A drama that unfolds in a limited space spanning half a century of Chinese history. In the three acts in which it unfolds, the viewer moves from the frustration after the failure of the reformist movement, continuing with the disappointment that followed the end of Yuan Shikai regime, ending in the one that occurred after the end of World War II.
The protagonist of the drama is China, that abstract entity populated by people who suffer the history designed by a few characters absent from the play.
The attitudes that oppress that China, the characters that make that population suffer, are maintained throughout the decades, through the three acts of the play, only their uniforms change, like those policemen who appear in the tea house where this selection of characters parade, continuously oppressing the defenseless. Different are the masters they serve, and the supporting characters who seem to represent them.

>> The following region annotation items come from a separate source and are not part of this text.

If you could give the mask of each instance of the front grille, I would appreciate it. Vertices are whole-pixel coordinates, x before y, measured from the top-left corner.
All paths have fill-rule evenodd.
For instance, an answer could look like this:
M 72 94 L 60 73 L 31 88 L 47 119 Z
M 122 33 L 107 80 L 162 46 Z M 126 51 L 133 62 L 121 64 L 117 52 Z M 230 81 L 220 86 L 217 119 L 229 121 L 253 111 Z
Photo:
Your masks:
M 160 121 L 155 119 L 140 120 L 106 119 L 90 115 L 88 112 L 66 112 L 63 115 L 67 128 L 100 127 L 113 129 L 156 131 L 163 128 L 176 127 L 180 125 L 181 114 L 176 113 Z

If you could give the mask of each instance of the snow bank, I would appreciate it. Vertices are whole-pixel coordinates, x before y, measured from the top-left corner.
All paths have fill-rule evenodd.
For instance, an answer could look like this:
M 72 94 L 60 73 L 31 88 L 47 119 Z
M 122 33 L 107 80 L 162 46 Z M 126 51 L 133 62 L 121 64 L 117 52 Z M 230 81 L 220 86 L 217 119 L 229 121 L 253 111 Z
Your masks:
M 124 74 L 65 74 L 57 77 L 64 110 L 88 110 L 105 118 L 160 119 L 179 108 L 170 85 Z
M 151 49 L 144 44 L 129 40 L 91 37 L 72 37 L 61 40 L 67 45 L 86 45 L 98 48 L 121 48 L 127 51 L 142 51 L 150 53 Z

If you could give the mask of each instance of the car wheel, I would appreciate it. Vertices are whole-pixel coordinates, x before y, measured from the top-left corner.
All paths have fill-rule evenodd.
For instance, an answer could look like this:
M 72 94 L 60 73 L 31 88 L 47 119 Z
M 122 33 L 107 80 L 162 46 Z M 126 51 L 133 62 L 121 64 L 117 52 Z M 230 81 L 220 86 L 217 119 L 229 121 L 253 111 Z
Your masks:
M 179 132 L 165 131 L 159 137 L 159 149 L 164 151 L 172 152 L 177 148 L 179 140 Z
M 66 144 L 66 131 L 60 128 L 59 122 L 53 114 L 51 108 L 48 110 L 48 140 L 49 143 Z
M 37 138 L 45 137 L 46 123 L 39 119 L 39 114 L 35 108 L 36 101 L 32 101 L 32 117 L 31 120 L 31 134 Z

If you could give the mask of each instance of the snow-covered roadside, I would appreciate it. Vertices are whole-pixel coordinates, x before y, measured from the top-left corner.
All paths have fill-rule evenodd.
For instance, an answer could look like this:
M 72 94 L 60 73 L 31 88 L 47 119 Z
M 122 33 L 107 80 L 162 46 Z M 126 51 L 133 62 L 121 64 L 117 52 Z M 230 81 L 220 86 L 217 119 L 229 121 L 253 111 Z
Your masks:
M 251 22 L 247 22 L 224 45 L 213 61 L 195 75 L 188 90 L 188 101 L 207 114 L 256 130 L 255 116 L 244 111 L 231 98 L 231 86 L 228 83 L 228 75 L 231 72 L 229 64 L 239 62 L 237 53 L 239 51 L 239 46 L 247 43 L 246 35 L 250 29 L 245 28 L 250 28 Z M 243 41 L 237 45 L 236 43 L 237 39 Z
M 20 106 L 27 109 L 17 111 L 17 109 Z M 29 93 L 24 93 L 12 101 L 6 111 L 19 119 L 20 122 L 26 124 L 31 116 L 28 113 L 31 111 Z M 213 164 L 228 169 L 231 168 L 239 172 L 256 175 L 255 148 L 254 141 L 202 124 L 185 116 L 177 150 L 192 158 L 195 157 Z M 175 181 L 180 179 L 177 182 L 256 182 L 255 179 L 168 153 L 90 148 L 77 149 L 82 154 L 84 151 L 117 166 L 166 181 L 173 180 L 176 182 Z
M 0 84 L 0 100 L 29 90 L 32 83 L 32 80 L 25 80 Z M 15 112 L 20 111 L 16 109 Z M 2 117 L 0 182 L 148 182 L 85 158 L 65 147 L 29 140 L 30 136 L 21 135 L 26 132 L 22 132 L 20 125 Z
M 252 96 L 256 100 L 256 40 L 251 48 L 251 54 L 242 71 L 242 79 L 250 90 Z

One wonders, is it the Chinese people themselves who oppress China, to the Chinese people, and is there any hope that once these regimes are over, the oppression of man by man will disappear? There remains in this work the illusion that the end of these oppressive regimes will put an end to the oppression of man by man.
Lao She, who suffered the excesses of the Cultural Revolution, would surely have written one more act to this work had he been able to survive.
The final question that the reader inevitably asks is: Have the Chinese people succeeded, or are they on the way to succeeding, in freeing themselves from this historical dynamic that has kept them in a subordinate role to the dictates of the powerful over the centuries?